Difference between int* and int[] in C++

Question

Context: C++ Consider the example below

class TestClass
{
private:
    int A[];
    int *B;

public:
    TestClass();
};

TestClass::TestClass()
{
    A = 0; // Fails due to error: incompatible types in assignment of `int' to `int[0u]'
    B = 0; // Passes
}

A = 0 fails but B = 0 succeeds. What's the catch? What exactly is A? A constant pointer? How do I initialize it then?

Answer 1

The question "what is the difference between int* and int[]?" is a less trivial question than most people will think of: it depends on where it is used.

In a declaration, like extern int a[]; it means that somewhere there is an array called a, for which the size is unknown here. In a definition with aggregate initialization, like int a[] = { 1, 2, 3 }; it means an array of a size I, as programmer, don't want to calculate and you, compiler, have to interpret from the initialization. In a definition without initialization, it is an error, as you cannot define an array of an unknown size. In a function declaration (and/or) definition, it is exactly equivalent to int*, the language specifies that when processing the types of the arguments for functions, arrays are converted into pointers to the contained type.

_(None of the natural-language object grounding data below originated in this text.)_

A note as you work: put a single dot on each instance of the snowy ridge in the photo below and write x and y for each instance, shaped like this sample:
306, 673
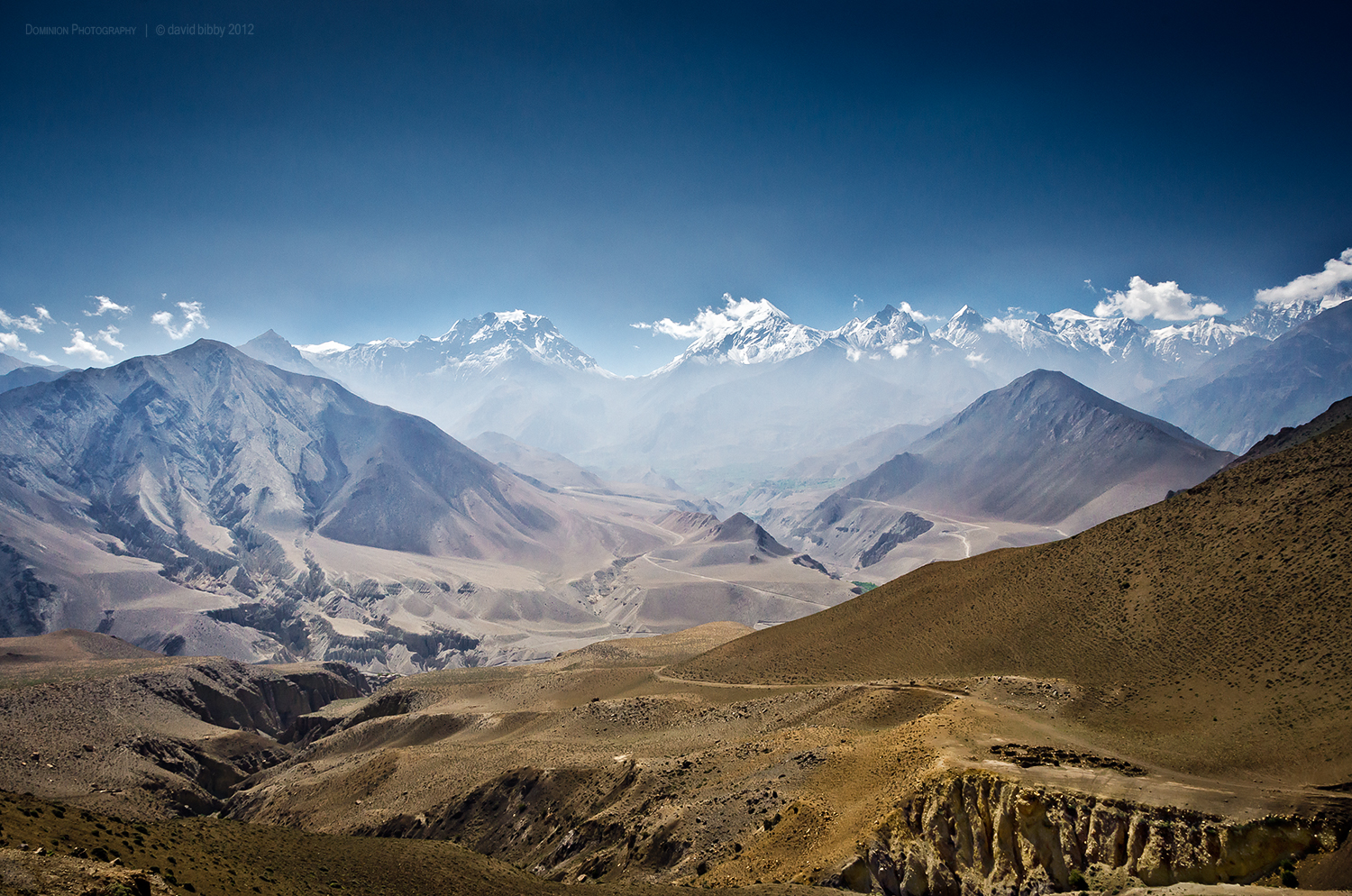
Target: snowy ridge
748, 333
889, 332
478, 345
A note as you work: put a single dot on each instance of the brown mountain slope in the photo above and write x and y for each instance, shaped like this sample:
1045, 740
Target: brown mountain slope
1209, 633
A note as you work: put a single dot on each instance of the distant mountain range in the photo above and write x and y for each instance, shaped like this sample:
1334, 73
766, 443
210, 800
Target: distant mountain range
1044, 450
756, 395
248, 503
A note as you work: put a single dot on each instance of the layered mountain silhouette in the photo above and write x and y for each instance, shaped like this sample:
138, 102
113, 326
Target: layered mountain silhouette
194, 450
1243, 577
273, 349
1044, 450
1260, 387
27, 376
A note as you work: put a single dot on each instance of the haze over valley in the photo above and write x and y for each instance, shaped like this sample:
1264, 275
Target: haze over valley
771, 449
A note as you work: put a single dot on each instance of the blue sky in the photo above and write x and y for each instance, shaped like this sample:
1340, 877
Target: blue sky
346, 173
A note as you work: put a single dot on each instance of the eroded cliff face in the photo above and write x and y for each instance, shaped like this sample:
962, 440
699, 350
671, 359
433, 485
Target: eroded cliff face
976, 833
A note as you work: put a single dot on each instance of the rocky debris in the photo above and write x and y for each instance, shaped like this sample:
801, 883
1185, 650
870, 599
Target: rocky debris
1027, 757
602, 581
233, 695
976, 833
908, 527
26, 601
43, 873
806, 560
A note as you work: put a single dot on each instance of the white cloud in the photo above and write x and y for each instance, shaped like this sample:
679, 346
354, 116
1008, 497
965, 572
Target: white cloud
713, 324
919, 315
1163, 300
1325, 284
192, 318
80, 345
324, 348
26, 322
108, 335
107, 306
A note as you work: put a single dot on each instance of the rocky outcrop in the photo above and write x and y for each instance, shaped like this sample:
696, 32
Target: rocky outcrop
976, 833
233, 695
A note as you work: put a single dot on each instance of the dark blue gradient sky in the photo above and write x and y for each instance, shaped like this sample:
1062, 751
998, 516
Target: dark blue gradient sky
352, 173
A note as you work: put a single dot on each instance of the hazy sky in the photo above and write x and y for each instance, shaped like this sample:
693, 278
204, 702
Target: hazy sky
345, 173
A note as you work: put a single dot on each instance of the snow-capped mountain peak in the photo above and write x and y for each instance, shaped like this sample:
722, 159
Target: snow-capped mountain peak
500, 335
889, 330
470, 346
964, 329
745, 333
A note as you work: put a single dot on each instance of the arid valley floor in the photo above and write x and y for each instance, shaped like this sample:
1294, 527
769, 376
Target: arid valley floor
1160, 700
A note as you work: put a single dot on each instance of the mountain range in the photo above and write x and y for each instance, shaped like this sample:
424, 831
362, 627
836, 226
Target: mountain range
235, 501
1044, 450
754, 397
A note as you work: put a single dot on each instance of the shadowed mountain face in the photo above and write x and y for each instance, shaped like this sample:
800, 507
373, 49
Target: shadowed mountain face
272, 349
1270, 386
27, 376
205, 453
1044, 449
1241, 581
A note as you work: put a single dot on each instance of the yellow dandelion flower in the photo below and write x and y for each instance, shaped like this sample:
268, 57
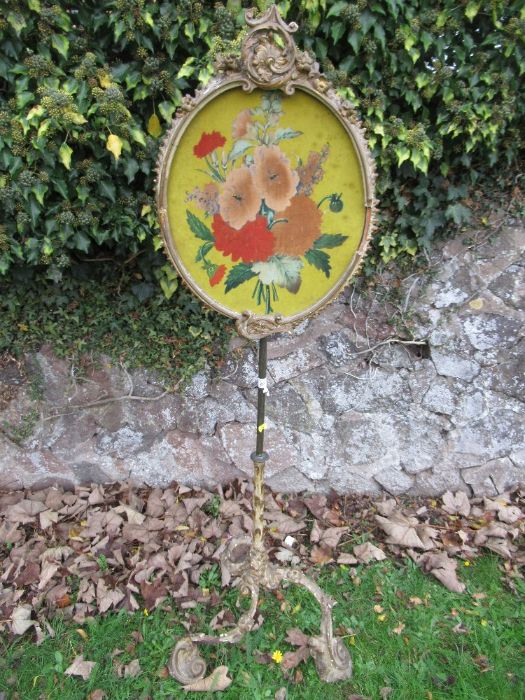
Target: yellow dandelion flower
277, 656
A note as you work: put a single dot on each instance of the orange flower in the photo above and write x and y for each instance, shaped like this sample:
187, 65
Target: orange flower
302, 226
274, 179
241, 124
239, 201
217, 275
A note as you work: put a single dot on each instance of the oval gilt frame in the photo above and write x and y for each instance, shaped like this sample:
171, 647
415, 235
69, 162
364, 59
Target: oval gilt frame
269, 60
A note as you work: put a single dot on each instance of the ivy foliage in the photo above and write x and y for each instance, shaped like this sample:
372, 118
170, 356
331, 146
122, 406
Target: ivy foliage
88, 89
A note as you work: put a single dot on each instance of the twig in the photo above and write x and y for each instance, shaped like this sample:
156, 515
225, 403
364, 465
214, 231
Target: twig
388, 341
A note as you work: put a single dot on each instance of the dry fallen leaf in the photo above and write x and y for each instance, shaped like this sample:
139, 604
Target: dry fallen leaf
79, 667
457, 503
368, 552
217, 680
291, 659
407, 531
21, 619
321, 555
347, 559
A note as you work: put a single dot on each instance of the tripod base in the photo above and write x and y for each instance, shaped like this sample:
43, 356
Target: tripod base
330, 654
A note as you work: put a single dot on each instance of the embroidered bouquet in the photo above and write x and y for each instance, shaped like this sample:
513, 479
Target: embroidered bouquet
262, 213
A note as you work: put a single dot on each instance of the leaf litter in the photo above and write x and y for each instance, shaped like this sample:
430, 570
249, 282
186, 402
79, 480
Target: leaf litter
109, 547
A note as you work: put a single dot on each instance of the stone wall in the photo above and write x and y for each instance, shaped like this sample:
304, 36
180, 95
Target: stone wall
352, 405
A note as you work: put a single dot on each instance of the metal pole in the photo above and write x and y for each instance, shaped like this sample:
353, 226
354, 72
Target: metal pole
259, 457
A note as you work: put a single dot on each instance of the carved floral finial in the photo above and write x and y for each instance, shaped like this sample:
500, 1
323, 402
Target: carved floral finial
268, 51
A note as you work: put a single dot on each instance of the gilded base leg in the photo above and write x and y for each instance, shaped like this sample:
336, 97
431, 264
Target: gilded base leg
332, 658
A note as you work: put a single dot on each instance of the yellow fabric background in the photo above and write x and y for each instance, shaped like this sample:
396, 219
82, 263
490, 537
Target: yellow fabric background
342, 174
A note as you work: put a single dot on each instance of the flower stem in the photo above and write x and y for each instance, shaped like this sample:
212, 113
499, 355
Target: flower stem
328, 196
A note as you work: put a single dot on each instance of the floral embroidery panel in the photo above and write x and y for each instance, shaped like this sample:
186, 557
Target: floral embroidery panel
266, 202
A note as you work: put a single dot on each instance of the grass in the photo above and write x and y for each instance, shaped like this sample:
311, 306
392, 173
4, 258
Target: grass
426, 660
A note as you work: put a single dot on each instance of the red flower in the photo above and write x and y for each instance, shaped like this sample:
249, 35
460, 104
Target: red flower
208, 143
217, 275
251, 243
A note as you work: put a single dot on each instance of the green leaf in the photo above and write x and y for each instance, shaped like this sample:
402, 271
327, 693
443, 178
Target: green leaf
238, 274
337, 31
138, 135
154, 127
61, 44
61, 187
166, 110
114, 144
472, 9
319, 259
64, 153
204, 250
198, 228
239, 148
17, 21
458, 212
330, 240
34, 209
75, 117
143, 290
354, 39
82, 192
39, 191
107, 189
187, 68
282, 134
131, 168
337, 8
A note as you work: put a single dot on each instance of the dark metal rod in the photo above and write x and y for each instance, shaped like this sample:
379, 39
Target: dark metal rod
261, 397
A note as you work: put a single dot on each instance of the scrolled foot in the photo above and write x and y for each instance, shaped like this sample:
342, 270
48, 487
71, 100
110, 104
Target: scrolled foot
186, 664
332, 659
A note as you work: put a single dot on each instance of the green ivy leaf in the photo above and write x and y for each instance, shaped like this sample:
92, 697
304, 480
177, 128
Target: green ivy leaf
198, 227
82, 242
39, 190
61, 44
337, 8
319, 259
131, 168
337, 31
282, 134
238, 274
64, 153
17, 21
330, 240
472, 9
204, 250
107, 189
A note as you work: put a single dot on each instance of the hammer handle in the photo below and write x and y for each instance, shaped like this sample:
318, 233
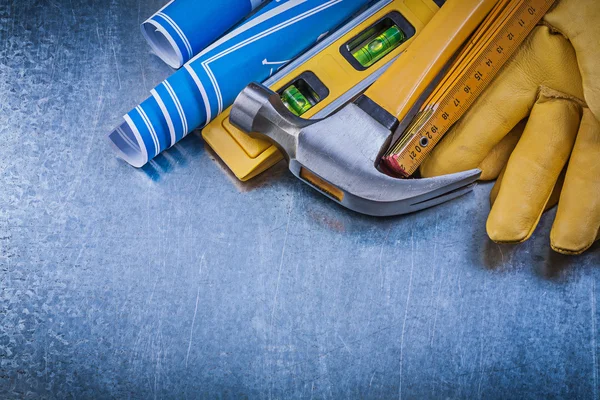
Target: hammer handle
404, 82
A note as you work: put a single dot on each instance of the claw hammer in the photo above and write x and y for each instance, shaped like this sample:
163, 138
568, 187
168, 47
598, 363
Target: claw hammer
339, 155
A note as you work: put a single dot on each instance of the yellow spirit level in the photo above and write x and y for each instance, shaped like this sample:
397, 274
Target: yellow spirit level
325, 78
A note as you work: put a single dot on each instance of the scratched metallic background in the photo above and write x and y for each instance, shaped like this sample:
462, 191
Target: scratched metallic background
177, 282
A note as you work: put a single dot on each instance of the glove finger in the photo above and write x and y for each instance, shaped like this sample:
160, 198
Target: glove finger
543, 59
553, 197
579, 21
577, 223
495, 162
533, 169
497, 186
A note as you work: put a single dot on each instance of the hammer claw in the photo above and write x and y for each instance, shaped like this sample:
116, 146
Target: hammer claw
338, 156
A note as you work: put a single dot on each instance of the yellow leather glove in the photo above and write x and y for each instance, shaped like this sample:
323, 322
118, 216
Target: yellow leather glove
538, 118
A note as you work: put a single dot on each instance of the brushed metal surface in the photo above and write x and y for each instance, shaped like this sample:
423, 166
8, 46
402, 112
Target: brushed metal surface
177, 282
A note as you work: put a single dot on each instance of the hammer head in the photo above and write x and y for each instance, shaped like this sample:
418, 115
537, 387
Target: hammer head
338, 156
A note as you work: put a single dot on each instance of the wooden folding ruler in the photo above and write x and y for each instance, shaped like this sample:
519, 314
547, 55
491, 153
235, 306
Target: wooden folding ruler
490, 47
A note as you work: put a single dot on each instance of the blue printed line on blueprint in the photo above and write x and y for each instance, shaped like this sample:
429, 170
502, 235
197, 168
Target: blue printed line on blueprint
211, 81
183, 28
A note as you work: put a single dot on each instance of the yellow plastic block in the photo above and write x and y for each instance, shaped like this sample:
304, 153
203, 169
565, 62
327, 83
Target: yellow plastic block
248, 157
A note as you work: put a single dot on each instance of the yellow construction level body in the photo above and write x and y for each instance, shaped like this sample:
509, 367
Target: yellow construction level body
338, 67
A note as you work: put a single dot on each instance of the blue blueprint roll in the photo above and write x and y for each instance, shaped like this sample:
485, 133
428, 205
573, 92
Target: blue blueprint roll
210, 82
183, 28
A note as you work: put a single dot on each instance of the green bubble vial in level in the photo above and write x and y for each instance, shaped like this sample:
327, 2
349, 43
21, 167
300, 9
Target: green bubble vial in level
377, 48
295, 101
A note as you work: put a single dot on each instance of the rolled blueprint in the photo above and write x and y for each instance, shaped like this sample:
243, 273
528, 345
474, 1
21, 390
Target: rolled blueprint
183, 28
210, 82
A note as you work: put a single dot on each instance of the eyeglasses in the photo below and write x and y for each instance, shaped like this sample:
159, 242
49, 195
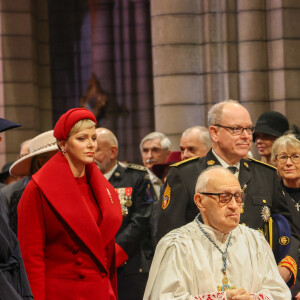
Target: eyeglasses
282, 158
227, 197
237, 130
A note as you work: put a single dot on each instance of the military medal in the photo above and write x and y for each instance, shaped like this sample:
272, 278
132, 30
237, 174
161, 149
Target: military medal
123, 200
225, 285
265, 213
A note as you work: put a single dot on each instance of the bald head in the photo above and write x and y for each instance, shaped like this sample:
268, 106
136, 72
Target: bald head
107, 150
231, 130
195, 141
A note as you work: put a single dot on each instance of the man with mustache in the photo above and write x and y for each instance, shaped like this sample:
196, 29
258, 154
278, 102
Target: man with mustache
231, 131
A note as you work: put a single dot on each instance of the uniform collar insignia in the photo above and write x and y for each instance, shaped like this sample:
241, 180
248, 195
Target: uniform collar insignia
265, 213
211, 162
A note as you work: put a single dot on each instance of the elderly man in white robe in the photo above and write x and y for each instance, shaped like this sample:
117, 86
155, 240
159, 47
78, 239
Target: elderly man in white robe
217, 259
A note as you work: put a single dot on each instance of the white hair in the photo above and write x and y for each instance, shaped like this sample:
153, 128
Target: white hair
214, 115
205, 176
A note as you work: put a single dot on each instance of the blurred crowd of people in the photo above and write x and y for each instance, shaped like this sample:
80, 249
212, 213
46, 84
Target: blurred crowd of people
87, 225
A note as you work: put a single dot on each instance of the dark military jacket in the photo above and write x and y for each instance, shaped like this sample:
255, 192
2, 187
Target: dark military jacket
134, 235
259, 181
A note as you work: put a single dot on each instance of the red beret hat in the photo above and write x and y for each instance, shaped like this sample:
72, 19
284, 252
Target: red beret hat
68, 119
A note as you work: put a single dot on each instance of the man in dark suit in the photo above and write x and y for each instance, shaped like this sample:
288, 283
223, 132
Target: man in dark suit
231, 132
134, 249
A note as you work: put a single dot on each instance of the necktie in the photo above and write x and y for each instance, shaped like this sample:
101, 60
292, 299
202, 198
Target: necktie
232, 169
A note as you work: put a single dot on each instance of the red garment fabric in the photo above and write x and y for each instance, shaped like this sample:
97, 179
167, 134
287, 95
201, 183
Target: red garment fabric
66, 254
68, 119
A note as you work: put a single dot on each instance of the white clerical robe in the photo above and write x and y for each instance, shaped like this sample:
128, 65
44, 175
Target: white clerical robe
186, 265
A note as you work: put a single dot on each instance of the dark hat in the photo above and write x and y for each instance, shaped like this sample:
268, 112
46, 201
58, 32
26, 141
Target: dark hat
68, 119
279, 236
160, 169
6, 125
273, 123
5, 171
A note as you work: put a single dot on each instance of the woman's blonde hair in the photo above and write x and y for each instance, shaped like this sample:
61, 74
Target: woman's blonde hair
81, 125
286, 143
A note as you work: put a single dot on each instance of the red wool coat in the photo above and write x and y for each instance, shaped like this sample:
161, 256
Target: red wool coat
66, 254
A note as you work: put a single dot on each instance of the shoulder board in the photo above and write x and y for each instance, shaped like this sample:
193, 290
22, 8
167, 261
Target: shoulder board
184, 161
137, 167
261, 162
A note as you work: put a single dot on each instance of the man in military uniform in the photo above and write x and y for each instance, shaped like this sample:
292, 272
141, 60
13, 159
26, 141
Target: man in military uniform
231, 132
134, 249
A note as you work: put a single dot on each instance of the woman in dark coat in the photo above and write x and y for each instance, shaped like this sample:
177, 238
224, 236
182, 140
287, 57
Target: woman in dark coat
69, 215
286, 155
13, 279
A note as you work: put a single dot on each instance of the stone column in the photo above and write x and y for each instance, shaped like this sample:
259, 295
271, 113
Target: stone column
25, 82
252, 56
283, 28
194, 61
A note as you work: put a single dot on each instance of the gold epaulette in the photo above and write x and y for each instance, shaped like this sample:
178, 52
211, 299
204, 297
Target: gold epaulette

In your particular case, as declaration of members of a class, int a[]; is an error, as you are declaring a member of an incomplete type. If you add a size there, as in int a[10] then it becomes the declaration of an array of type int and size 10, and that will reserve space for 10 int inside each object of the class. While on the other hand, int *b will only reserve space for a pointer to integers in the class.